El barrio: Festival de Mount Pleasant


El pasado domingo tuvo lugar el festival de Mount Pleasant un pequeño barrio en el noroeste de Washington DC. Su cariz y composición tienen poco que ver con la mal llamada de feria de abril celebrada hace unas semanas. En este caso se percibe una mezcla más ecléctica y variopinta dentro de la identidad latina que impera en sus calles. Mount Pleasant antiguamente era un vecindario residencial en la periferia del centro laboral que durante la decadencia de la urbe se transform
ó en el enclave latino más importante de la ciudad. Aún se recuerda por los disturbios que protagonizó en 1991, los más graves en Washington DC desde los causados tras la muerte de Martin Luther King en 1968. Un policía novato disparó e hirió a un inmigrante salvadoreño desatando tres días de saqueo y manifestaciones públicas que fueron paradas con un toque de queda y la intervención de 1000 policías antidisturbios.


Cartel del festival

Muchos sienten que no se han hecho avances en el contexto de la situación latina y de las minorías, inmigrantes o no, desde ese suceso. Lo peor es que pueden tener razón en particular en lo que se refiere a las relaciones policiales. En cuanto a Mount Pleasant, estos años también ha sido victima y participe del aburguesamiento de la ciudad. Los precios de la vivienda ya no están, ni de lejos, al alcance de la familia inmigrante u obrera que esta ocupando otras áreas de la ciudad. En cualquier caso continúa siendo una referencia en la interpretación latina y abierta de Washington DC. En fin, aquí va una pequeña muestra del festival:



Lógicamente la música es imprescindible con un escenario diferente a cada extremo de la feria. Dentro del predominio latino se podían escuchar también bandas de rock o blues compartiendo espacio con ritmos caribeños, aparte de varios pinchadiscos a lo largo de la muestra que metían dosis de regatón y bailoteo obsesivo. En la foto la DC. Latin Jazz All-Star Band de "Killer" Joe Falero con el ínclito Iván Navas a las congas.
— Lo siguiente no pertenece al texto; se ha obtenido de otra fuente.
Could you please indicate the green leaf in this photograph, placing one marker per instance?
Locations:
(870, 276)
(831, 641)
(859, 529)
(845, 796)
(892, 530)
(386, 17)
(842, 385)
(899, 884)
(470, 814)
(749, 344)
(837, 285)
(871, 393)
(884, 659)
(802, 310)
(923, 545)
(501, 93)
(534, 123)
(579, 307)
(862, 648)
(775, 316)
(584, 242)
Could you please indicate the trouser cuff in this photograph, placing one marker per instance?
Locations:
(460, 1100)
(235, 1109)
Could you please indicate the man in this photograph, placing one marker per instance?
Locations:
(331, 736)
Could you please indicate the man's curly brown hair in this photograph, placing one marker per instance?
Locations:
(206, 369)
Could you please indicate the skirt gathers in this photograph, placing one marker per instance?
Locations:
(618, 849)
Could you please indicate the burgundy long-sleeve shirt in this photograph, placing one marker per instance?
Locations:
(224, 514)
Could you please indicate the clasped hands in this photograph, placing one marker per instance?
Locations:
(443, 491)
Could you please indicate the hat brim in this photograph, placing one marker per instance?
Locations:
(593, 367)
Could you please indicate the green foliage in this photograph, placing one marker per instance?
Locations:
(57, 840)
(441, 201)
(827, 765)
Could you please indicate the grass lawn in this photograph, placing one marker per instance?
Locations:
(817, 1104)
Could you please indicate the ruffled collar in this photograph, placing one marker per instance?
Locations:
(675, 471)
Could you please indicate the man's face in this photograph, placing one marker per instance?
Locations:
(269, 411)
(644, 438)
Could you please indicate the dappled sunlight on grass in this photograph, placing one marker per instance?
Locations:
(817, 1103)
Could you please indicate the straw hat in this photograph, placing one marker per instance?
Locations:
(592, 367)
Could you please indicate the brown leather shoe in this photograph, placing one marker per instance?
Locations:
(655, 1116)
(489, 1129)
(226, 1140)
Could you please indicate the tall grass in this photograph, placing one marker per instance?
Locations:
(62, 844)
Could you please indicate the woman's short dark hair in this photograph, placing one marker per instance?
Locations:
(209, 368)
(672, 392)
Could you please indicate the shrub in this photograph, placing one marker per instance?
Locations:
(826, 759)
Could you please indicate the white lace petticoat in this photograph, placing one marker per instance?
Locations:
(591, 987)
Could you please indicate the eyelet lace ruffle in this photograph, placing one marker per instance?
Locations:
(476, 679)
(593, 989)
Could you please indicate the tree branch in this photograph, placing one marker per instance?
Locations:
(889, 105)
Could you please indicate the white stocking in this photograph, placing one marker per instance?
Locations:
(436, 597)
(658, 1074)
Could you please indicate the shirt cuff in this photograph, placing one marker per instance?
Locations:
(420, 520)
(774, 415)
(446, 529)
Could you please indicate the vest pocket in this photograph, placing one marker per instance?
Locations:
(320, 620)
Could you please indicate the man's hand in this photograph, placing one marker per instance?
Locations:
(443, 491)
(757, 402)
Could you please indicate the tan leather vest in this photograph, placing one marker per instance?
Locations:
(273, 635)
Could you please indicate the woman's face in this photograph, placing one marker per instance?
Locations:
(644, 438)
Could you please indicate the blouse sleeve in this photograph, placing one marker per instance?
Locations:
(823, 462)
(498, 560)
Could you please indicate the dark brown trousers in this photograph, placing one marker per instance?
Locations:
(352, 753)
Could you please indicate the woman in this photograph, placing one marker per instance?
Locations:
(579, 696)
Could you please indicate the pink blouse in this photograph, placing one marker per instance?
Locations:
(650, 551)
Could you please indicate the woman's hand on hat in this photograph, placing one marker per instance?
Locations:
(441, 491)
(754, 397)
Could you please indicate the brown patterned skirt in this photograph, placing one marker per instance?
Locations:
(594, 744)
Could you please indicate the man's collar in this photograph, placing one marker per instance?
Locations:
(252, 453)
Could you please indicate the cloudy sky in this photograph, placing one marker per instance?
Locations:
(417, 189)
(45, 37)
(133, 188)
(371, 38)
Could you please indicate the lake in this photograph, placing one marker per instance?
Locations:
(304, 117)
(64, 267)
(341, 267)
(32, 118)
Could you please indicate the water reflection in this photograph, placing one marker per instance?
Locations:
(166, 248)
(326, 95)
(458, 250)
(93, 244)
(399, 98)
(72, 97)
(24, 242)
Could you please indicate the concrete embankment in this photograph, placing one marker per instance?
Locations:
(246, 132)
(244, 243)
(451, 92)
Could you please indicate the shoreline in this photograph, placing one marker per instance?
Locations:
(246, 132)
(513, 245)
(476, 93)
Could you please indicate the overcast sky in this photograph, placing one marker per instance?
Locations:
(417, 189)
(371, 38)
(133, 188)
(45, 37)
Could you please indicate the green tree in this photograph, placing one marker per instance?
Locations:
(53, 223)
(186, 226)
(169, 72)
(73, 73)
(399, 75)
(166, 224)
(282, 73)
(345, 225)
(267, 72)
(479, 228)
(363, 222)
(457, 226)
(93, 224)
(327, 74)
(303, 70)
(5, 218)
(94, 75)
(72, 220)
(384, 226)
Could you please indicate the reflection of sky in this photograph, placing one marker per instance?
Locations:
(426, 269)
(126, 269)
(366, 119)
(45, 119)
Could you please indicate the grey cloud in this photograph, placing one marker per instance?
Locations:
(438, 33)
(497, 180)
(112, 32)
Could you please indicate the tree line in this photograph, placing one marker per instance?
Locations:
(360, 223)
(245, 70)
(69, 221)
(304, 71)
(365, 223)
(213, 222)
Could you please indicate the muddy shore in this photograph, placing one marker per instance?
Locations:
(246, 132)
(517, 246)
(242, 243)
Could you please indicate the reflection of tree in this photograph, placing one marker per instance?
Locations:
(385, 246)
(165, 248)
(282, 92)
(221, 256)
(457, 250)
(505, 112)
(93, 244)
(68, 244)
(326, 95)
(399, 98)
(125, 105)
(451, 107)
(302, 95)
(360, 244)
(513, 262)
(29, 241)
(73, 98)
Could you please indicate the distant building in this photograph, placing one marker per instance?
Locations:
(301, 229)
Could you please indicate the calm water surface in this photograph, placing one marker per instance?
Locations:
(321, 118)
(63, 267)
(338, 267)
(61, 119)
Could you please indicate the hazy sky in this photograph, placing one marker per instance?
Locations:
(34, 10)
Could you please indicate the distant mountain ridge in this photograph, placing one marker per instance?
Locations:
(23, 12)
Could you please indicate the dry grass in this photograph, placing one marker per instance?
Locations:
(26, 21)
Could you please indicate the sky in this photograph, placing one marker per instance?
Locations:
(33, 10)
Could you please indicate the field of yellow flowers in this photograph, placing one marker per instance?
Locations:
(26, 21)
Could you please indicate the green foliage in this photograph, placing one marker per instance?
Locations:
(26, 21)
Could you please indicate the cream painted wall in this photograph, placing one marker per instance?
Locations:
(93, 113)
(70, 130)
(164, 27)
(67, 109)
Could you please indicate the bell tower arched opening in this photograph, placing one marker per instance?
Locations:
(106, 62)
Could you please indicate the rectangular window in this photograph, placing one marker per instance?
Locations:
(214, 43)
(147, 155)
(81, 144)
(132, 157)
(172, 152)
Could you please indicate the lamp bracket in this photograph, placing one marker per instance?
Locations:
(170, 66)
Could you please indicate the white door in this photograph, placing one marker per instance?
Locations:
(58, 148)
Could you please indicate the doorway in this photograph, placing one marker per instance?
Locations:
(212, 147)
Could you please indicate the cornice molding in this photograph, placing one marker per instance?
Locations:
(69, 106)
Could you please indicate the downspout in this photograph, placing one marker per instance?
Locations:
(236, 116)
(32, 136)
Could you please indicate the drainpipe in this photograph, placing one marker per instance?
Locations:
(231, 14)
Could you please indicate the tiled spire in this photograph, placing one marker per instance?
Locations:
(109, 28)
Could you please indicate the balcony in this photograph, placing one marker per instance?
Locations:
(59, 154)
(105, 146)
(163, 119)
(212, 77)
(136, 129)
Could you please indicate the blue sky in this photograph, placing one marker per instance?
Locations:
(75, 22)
Y entre tanto puesto de ropa, joyas y asociaciones comunitarias muestras imparables de cocina. Fritura latina, pupusas, gyros, frijoles, pinchos de pollo, tiras de yuca...


...y ahora sí, sin los uniformes colorados de la última vez, el Sangría Café de Victoriano Martín repartiendo la paella, que no estaba mal pero han tenido mejores días.


Tampoco faltó entre las atracciones, concursos y casetas un zancudo enmascarado, solitario, casi perdido, que pululaba a su aire por el festival. En fin, siempre tiene que haber alguien dedicado a traumatizar a los más pequeños. ¡Viva el folclore!